Me crucé pronto con unos autores que me marcaron a los 15 años y sobre los cuales escribí y publiqué mis primeros ensayos en el suplemento cultural de este diario. Fueron Walt Whitman, Federico García Lorca y José Asunción Silva, cuyas obras leí a fondo. En Manizales había muchos adolescentes infectados por las letras y era usual encontrarse a hablar de literatura en largas caminatas por la carrera 23 o exploraciones a pie hasta Chipre, Milán o el Puente de Olivares.
El poemario Las hojas de hierba de Whitman me impresionó por esa libertad indómita de su poesía en verso libre, basada en hechos autobiográficos y reales, a través de los cuales hablaba con frescura vegetal del nacimiento de una nación. Me fascinó la figura de ese viejo barbado que vestía con overoles y llevaba sombrero de espantapájaros y leí una biografía que apuntaló mi admiración por su vida y obra. En el largo camino de la vida me he encontrado en librerías de viejo con bellas ediciones en la lengua original, ilustradas, que conservo como tesoros.
Del malogrado y juvenil Federico García Lorca, el amigo de Luis Buñuel y Dalí, fusilado en la guerra civil española, había casi todos sus libros en casa, publicados en la colección Austral de Argentina u otras ediciones más cuidadas e ilustradas en papeles muy finos que mi padre consiguió con amigos libreros. Además de Poeta en Nueva York, que es uno de los grandes libros de la poesía hispanoamericana de siglo XX, leía otros poemarios donde descubrí los aromas y los cantos de la Andalucía de los ancestros, sus piezas teatrales y sus dibujos ingenuos y juguetones. Lorca brilló en su corta vida como faro de luz antes de vivir la tragedia. Su vida fue un fuego fatuo.
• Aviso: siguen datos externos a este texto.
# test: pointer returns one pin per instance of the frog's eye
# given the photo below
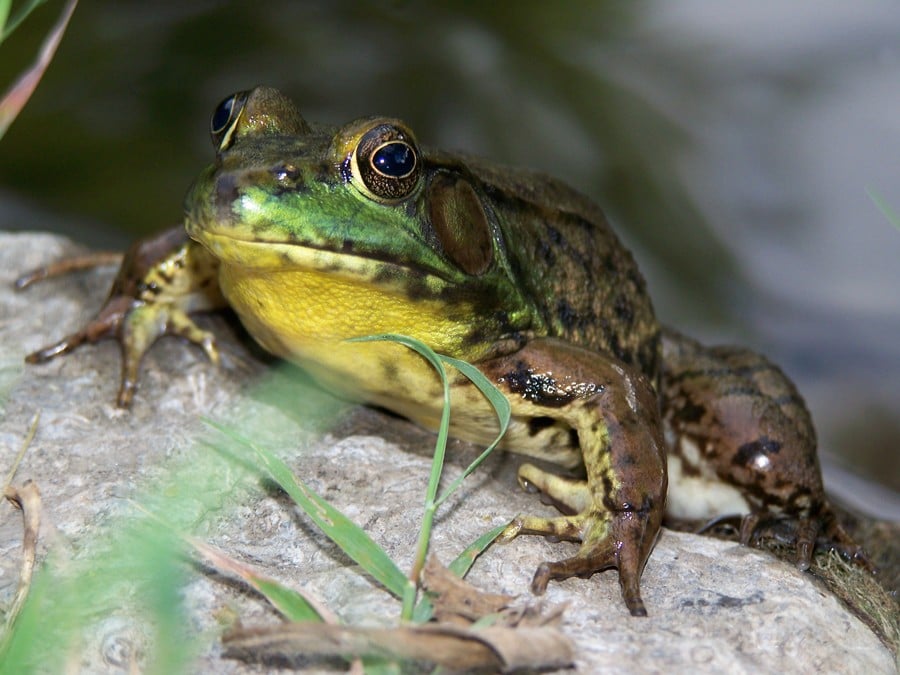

En esos tiempos que ahora parecen idílicos, pedía libros por carta desde Manizales a Jaime Duarte French, director del Boletin Bibliográfico del Banco de República y a José Manuel Rivas Sacconi, director del Instituto Caro y Cuervo. Y como por milagro llegaban al correo enormes paquetes que ellos me enviaban con las obras de la madre Josefa del Castillo o de Juan de Castellanos, de Miguel Antonio Caro, el libro Los quimbayas bajo la dominación española de Juan Friede o la obra completa de José Asunción Silva, que además de su poesía incluía imágenes, cartas y su novela moderna De Sobremesa, que cuenta su vida de bohemia en París.
Con Silva me introduje al modernismo latinoamericano, que exploraría tiempo después en México, pero la lectura tan temprana de su poesía simbolista y original, llena de humor e ironía, me abrió puertas a otras formas de escritura. Whitman, Lorca y Silva fueron tres encuentros precoces, a los que se agregan la obra de Óscar Wilde, novelas, cuentos y piezas inolvidables, Turgueniev, Chejov y Dostoievski, Lope, Quevedo y Cervantes, Jorge Isaacs y José Eustasio Rivera, y tantos otros que poblaban las noches del adolescente que sufría las desgracias y torturas del bachillerato, pero se recuperaba con los libros que siempre fueron la tabla de salvación.